Du côté de l’Association communautaire de Châteauneuf, qui avait lutté contre le projet, on a quelque peu lancé la serviette. «On est déçu de la décision de la ville», affirme le président de l’Association, Pat Teolis. En dépit de quatre rencontres avec le CECCE, «on n’a pas été assez écouté», ajoute-t-il. Il tient à souligner qu’il n’est absolument pas contre le projet du dôme. C’est son emplacement qui a créé la discorde. «On avait suggéré l’école Béatrice-Desloges comme emplacement.» Et le fait de planter plus d’arbres près des maisons ? «C’est bien, mais ça va prendre 30 ans avant d’atteindre quatre étages!»

Une influence sur le prix des maisons

Un dôme de 18 m de hauteur fera-t-il peur aux futurs acheteurs? Pour Yvan Rhéaume, agent immobilier, pas de doute «que le fait de construire un dôme à cet endroit va faire baisser la valeur des maisons à proximité.» Selon lui, la valeur des maisons voisines du dôme n’augmentera pas autant que celles plus éloignées du dôme. Il donne pour exemple la résidence pour personnes âgées qui fut construite récemment au 1980 Trim Rd. « Ce ne fut pas à l’avantage des propriétaires des maisons voisines de cet immeuble vivant sur la rue Scully et Cozumel. La valeur de ces maisons a augmenté, mais pas autant que si ces maisons avaient été un peu plus éloignées. »

Tenir compte des commentaires

Depuis l’officialisation du projet au début de l’été, un processus d’appels d’offres a été lancé. Le Conseil évalue actuellement les soumissions selon ce qu’on nous dit du côté du service des communications du CECCE. L’administration attend le résultat de son appel de propositions pour identifier un partenaire pour la construction du projet.

Du côté pédagogique, les consultations se poursuivront avec les associations sportives afin de finaliser la programmation pour la 2e phase du projet de sport-études à Garneau prévue pour la rentrée 2022.

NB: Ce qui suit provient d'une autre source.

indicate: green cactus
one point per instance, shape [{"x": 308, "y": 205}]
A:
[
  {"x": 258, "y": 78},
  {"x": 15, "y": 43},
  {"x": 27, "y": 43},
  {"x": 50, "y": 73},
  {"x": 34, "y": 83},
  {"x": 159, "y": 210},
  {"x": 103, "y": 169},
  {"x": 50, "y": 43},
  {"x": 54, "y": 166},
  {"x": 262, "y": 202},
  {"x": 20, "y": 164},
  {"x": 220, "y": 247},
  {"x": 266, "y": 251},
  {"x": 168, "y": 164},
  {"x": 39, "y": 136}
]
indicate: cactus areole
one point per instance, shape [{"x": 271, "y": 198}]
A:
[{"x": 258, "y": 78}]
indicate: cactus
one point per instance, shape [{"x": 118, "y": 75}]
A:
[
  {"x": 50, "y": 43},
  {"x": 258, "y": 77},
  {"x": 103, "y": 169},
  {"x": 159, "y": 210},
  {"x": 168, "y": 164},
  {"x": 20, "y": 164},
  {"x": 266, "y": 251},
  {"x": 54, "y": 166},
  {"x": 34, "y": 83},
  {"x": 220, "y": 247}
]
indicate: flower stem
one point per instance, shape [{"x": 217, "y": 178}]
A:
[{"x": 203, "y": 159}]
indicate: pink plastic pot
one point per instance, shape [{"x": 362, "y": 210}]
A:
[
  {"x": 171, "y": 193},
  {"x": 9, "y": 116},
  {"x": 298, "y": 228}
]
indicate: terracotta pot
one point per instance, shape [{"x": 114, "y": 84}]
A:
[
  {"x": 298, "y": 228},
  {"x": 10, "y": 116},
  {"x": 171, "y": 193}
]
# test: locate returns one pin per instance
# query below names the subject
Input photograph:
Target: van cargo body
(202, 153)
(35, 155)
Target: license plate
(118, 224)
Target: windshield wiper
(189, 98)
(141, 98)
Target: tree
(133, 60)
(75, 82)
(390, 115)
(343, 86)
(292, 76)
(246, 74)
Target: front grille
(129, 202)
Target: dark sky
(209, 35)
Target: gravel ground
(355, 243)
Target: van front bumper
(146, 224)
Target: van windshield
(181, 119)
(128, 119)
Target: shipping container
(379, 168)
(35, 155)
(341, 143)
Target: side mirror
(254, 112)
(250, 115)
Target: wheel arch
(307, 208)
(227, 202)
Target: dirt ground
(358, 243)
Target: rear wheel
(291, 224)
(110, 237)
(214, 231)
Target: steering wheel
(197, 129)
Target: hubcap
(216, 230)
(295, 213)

Le CECCE met de l’avant le fait qu’une bonne demi-douzaine d’associations sportives comme le club de volleyball Maverick ou des organismes comme le MIFO soutiennent la construction d’un dôme. De plus, selon les responsables des communications du CECCE, ce nouveau carrefour sportif devrait permettre, non seulement aux élèves de Garneau de profiter du nouveau lieu, mais aussi à 6 000 élèves émanant d’autres écoles du conseil scolaire catholique francophone.

Toutefois, le Conseil scolaire est conscient que certaines personnes ne sont pas en faveur du fameux dôme. En guise de réponse aux opposants, le CECCE mentionne que plusieurs modifications ont été apportées aux plans initiaux. C’est ainsi que le dôme sera déplacé vers l’ouest; il sera en fait construit sur le terrain de football américain actuel de Garneau. Enfin, outre la plantation d’arbres, il est prévu qu’un système de ventilation soit installé pour préserver la quiétude dans le quartier selon des documents émanant du conseil scolaire.